Belfast Telegraph

Monday 24 November 2014

Day of mourning for orphanage dead

Firemen at the site of a fatal fire at an orphanage for disabled children in Haapsalu, western Estonia (AP)
Firemen at the site of a fatal fire at an orphanage for disabled children in Haapsalu, western Estonia (AP)

Estonia has begun a day of mourning for 10 disabled children who perished when a fire raged through their orphanage.

Thirty-seven children and nine adults were inside the wooden building in the coastal town of Haapsalu when the fire started at 2.30pm on Sunday, said Viktor Saaremets, a spokesman for the Western Estonia Rescue Services Centre.

"By the time rescue workers and firefighters arrived at the scene three or four minutes later the building was completely in flames," he said.

Ten children were killed and one adult was injured, Mr Saaremets said. Most of the victims were wheelchair-bound and unable to escape the rapidly spreading fire, he said. The others were evacuated to a nearby building and were not hurt.

Estonian newspaper Postimees showed pictures on its website of flames tearing into a one-storey wooden building. Victims were carried out of a window as thick smoke billowed from the roof.

The Estonian government met for an emergency meeting after the blaze and declared Monday a nationwide day of mourning.

President Toomas Hendrik Ilves expressed his condolences. "The tragic accident in the Haapsalu orphanage shocked the whole of Estonia," he said.

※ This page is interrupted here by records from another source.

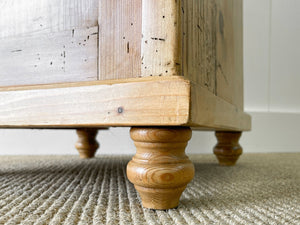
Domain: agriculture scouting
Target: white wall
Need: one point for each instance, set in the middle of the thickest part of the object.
(272, 93)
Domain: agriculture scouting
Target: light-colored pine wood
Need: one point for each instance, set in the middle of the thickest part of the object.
(228, 149)
(201, 40)
(160, 170)
(22, 18)
(65, 56)
(161, 42)
(119, 39)
(87, 144)
(150, 101)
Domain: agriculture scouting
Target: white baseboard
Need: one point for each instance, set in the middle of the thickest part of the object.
(271, 132)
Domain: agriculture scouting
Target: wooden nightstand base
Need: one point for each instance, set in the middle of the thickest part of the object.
(160, 170)
(228, 149)
(87, 144)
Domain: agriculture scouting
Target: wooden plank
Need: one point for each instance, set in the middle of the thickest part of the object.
(199, 39)
(65, 56)
(120, 39)
(199, 42)
(161, 42)
(230, 51)
(19, 17)
(151, 101)
(213, 112)
(154, 102)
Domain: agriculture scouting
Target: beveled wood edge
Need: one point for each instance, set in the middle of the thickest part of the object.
(197, 108)
(153, 101)
(210, 112)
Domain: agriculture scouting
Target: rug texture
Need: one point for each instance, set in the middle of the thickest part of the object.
(260, 189)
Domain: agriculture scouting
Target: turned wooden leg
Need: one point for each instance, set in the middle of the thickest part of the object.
(87, 144)
(228, 149)
(160, 170)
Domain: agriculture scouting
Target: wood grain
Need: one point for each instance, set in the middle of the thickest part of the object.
(149, 101)
(22, 18)
(87, 144)
(65, 56)
(144, 102)
(160, 170)
(213, 47)
(120, 35)
(201, 40)
(228, 149)
(161, 42)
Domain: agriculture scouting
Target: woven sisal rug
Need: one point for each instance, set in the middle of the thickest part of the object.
(261, 189)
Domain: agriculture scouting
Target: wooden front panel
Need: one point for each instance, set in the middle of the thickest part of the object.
(48, 41)
(213, 46)
(120, 36)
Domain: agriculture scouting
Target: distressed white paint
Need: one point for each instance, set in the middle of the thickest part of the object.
(65, 56)
(23, 17)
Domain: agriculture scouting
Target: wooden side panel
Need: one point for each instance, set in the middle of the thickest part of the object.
(21, 17)
(65, 56)
(120, 36)
(162, 42)
(199, 42)
(230, 51)
(213, 46)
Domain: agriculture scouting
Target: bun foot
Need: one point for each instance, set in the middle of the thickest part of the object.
(160, 170)
(228, 149)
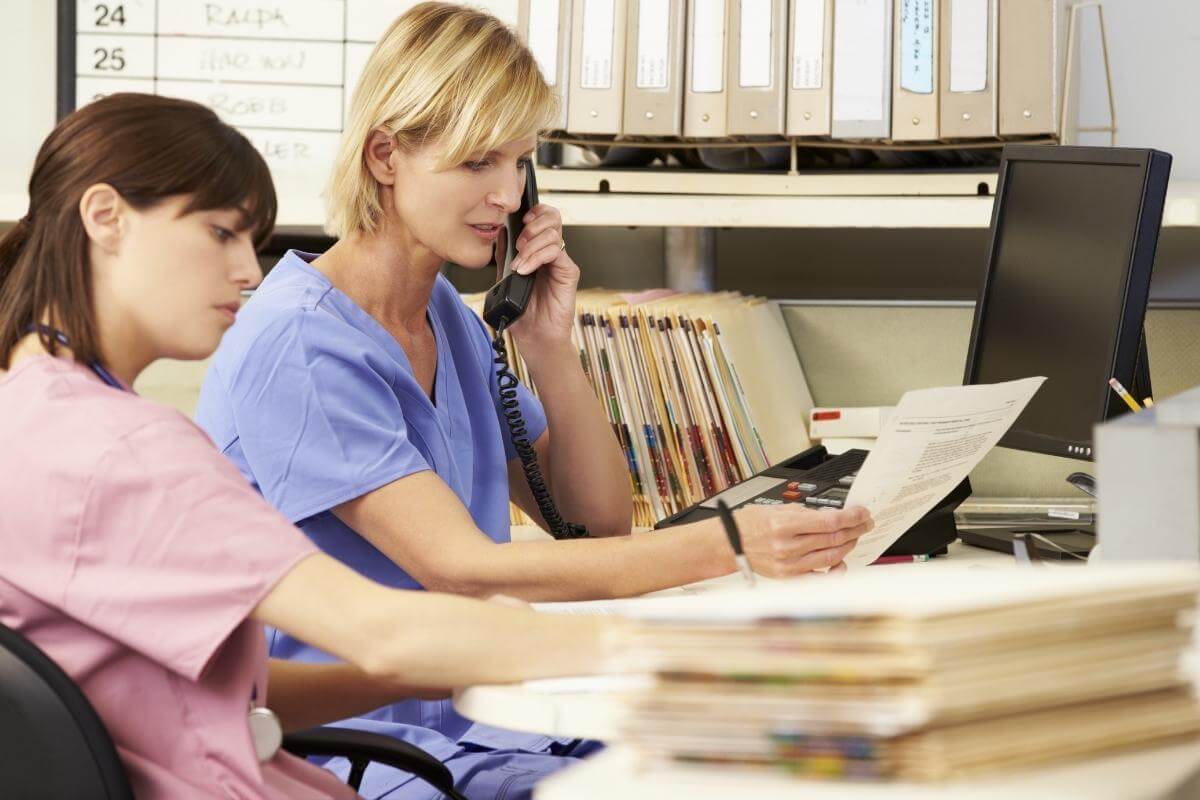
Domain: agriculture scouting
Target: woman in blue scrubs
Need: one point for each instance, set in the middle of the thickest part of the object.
(358, 392)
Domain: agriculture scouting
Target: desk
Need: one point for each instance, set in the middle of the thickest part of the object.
(587, 710)
(575, 709)
(1161, 774)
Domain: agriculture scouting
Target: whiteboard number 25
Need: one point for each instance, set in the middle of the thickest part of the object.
(109, 60)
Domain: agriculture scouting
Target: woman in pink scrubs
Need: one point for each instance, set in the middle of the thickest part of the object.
(135, 554)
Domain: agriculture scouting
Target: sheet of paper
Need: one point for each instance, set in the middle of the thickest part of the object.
(930, 443)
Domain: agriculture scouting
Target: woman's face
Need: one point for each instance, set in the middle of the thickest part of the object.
(457, 212)
(179, 278)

The cause of the fire was not immediately clear. "Fire safety inspectors went there in January and found that the building met all the necessary criteria," Mr Saaremets said.

The Haapsalu orphanage was opened as a home for disabled children in 1950, when Estonia was occupied by the Soviet Union, according to its website. In 1996 it moved into the current building, which was funded by the Estonian government as well as Swedish, Finnish and US donors.

Lars Nexe, a Swedish philanthropist who led the project, said the construction material was shipped from Sweden and that the building met Swedish safety standards. He said the home admitted disabled children and teenagers from all over Estonia, nearly all of them orphans.